The only scene that may raise a few theological issues is the one where the donkey tries praying to God. It’s a sweet moment, though be prepared to field the “Do animals go to heaven?” question after the film. What I absolutely adored from this retelling of the Christmas story is that by showing the events through the eyes of animals, it really brought forth all those verses in Scripture concerning the rejoicing of creation. It narrows in on how momentous and special it was to have the Son of God come from such humble beginnings.
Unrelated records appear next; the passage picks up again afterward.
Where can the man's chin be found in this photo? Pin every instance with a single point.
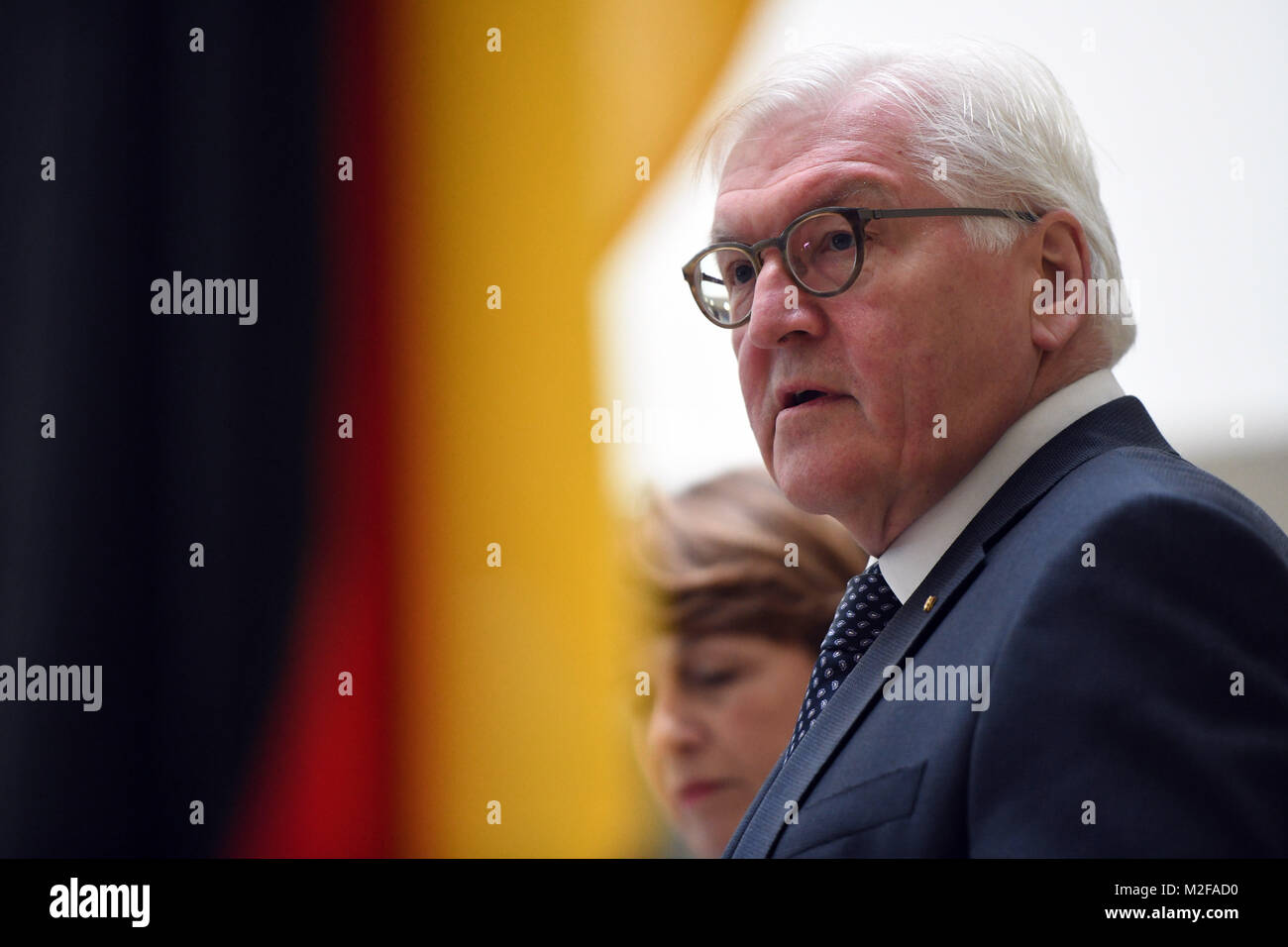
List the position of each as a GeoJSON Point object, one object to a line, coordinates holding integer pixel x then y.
{"type": "Point", "coordinates": [803, 488]}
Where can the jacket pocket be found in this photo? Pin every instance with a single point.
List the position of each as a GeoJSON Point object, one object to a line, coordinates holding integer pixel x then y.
{"type": "Point", "coordinates": [854, 809]}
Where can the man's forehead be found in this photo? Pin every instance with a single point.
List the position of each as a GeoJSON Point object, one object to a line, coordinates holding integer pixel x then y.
{"type": "Point", "coordinates": [836, 188]}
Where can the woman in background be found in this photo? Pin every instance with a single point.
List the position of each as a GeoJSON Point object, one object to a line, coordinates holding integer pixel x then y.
{"type": "Point", "coordinates": [742, 587]}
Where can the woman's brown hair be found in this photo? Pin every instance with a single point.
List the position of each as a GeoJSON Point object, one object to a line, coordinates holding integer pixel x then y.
{"type": "Point", "coordinates": [715, 558]}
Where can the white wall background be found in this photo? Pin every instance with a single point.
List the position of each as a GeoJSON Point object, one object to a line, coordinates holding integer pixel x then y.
{"type": "Point", "coordinates": [1170, 93]}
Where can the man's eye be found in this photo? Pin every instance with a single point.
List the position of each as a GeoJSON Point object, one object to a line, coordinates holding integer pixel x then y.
{"type": "Point", "coordinates": [840, 240]}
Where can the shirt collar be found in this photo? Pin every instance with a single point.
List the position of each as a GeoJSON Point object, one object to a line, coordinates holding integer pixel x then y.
{"type": "Point", "coordinates": [915, 551]}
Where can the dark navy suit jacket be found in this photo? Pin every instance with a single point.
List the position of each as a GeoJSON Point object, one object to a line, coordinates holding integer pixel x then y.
{"type": "Point", "coordinates": [1111, 729]}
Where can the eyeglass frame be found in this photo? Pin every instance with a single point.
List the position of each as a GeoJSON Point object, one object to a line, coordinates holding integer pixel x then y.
{"type": "Point", "coordinates": [857, 218]}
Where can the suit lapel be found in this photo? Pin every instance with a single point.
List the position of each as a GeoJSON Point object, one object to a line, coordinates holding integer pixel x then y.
{"type": "Point", "coordinates": [1120, 423]}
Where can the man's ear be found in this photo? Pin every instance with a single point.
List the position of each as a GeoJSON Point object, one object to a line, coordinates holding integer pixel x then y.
{"type": "Point", "coordinates": [1063, 262]}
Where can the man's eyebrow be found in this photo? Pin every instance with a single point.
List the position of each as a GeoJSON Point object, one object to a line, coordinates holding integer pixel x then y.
{"type": "Point", "coordinates": [837, 196]}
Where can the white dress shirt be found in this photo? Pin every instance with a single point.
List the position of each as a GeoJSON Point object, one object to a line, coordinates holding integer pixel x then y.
{"type": "Point", "coordinates": [915, 551]}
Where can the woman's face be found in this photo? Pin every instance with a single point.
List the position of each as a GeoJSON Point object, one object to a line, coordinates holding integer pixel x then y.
{"type": "Point", "coordinates": [721, 710]}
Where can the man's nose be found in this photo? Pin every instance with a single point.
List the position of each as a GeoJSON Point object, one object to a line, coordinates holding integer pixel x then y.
{"type": "Point", "coordinates": [778, 305]}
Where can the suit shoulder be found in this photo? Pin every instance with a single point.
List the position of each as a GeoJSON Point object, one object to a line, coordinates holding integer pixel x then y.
{"type": "Point", "coordinates": [1157, 492]}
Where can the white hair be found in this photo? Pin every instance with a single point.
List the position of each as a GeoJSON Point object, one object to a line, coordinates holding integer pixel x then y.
{"type": "Point", "coordinates": [991, 118]}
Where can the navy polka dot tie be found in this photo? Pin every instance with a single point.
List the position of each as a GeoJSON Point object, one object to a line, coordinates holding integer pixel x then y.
{"type": "Point", "coordinates": [864, 609]}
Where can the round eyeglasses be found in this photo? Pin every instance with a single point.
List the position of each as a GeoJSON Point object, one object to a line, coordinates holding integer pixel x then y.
{"type": "Point", "coordinates": [823, 252]}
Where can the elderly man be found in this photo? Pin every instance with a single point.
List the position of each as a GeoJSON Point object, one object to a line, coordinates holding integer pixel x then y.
{"type": "Point", "coordinates": [1069, 641]}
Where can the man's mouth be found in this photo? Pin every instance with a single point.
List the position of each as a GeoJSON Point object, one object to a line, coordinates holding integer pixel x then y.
{"type": "Point", "coordinates": [809, 399]}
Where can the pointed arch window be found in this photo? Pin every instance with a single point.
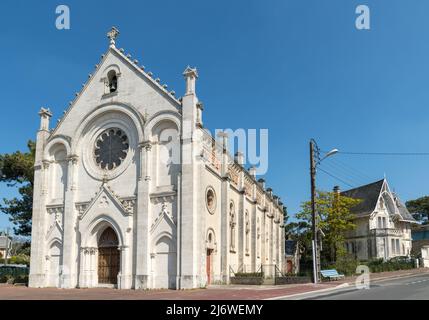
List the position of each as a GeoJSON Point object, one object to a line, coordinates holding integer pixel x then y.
{"type": "Point", "coordinates": [112, 80]}
{"type": "Point", "coordinates": [232, 226]}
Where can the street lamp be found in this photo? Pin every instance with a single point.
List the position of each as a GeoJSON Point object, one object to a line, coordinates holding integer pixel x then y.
{"type": "Point", "coordinates": [314, 162]}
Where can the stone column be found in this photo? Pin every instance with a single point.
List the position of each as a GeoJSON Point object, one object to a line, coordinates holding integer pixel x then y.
{"type": "Point", "coordinates": [143, 218]}
{"type": "Point", "coordinates": [37, 276]}
{"type": "Point", "coordinates": [70, 250]}
{"type": "Point", "coordinates": [124, 276]}
{"type": "Point", "coordinates": [190, 241]}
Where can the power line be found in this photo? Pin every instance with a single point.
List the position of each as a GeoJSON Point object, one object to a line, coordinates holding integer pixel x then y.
{"type": "Point", "coordinates": [356, 172]}
{"type": "Point", "coordinates": [386, 153]}
{"type": "Point", "coordinates": [335, 177]}
{"type": "Point", "coordinates": [340, 174]}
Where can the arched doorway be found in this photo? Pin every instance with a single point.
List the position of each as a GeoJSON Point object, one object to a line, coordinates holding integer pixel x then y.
{"type": "Point", "coordinates": [210, 249]}
{"type": "Point", "coordinates": [108, 257]}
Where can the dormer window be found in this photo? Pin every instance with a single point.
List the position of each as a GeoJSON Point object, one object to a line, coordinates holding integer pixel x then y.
{"type": "Point", "coordinates": [112, 79]}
Yet some of the film’s other themes and messages aren’t well developed. There is a side plot involving Ruth the sheep and how she doesn’t fit in with her flock. Her character’s backstory is never clarified, and once her journey does come full circle, it ultimately feels rushed, with no follow up after the conclusion. The pacing around Bo’s shifting desires also feels off. At one point in the film, he is given a distinct choice, though considering he is the main character, it resolves too early, with his change of heart happening too easily with little to no conflict.
Essentially there’s no proper development or resolve with Ruth’s side plot, whilst with Bo’s journey, the payoff is incredibly delayed in favor of throwing focus onto Mary and Joseph. Due to the partition of the plot lines being in place, the film has a distinct sense of being a conglomeration of shorter stories as opposed to one cohesive unit. It does all come together in the end, but barely.
It’s not a perfect film. But it does have a heartbeat. Personally, I despise what the Christmas holiday has become; I’m quite the Scrooge. Yet The Star doesn’t cater towards or even acknowledge the messy additions that have been added throughout the centuries. Right from the opening sequence it boldly declares the good news that the Son of God is coming. In today’s times of political correctness, it actually took me aback to hear the message spoken so blatantly and not watered down!
Obviously, the film doesn’t cover the crucifixion and resurrection of Christ, so some of the context is lost regarding the reason why Jesus is considered a King. Yet the movie provides a great way to open up that discussion with children, though non-believers will no doubt come away with a different experience. Even though The Star is limited to only effectively sharing the news with the children of Christian parents, this is still an amazing step for a Hollywood film.
It’s even more amazing to report that it’s a technically proficient movie as well. The animation is not as refined as Pixar, but it’s still nicely polished. It’s on the basic side but it’s not a rushed job by any means. The music is also surprisingly good. There are a few neat Christmas carol remixes that even a humbug like me enjoyed. As of writing this, The Star has even been nominated for a Golden Globe for Best Original Song – “The Star” by Mariah Carey and Marc Shaiman. Considering these awards are a precursor to the Oscars, it’s exciting to think that a film about the Kingship of Christ could potentially stand alongside works that don’t promote a theological worldview, allowing The Star to be the beacon of light it so charmingly depicts.
It may not be a perfect film, nor is it flawless in its historical accuracy, but dare I say that the Holy Spirit is at work regardless. At a time when films like Moana and Coco dominate the genre, sharing the beliefs of different cultures, it’s incredibly important to support movies like The Star, as a way to have a voice and to stake a claim in the market. It delivers a strong, clear message about the coming of the Messiah, and is presented in a way that is not only entertaining for children, but it also serves as a reminder as to why we bother celebrating Christmas at all.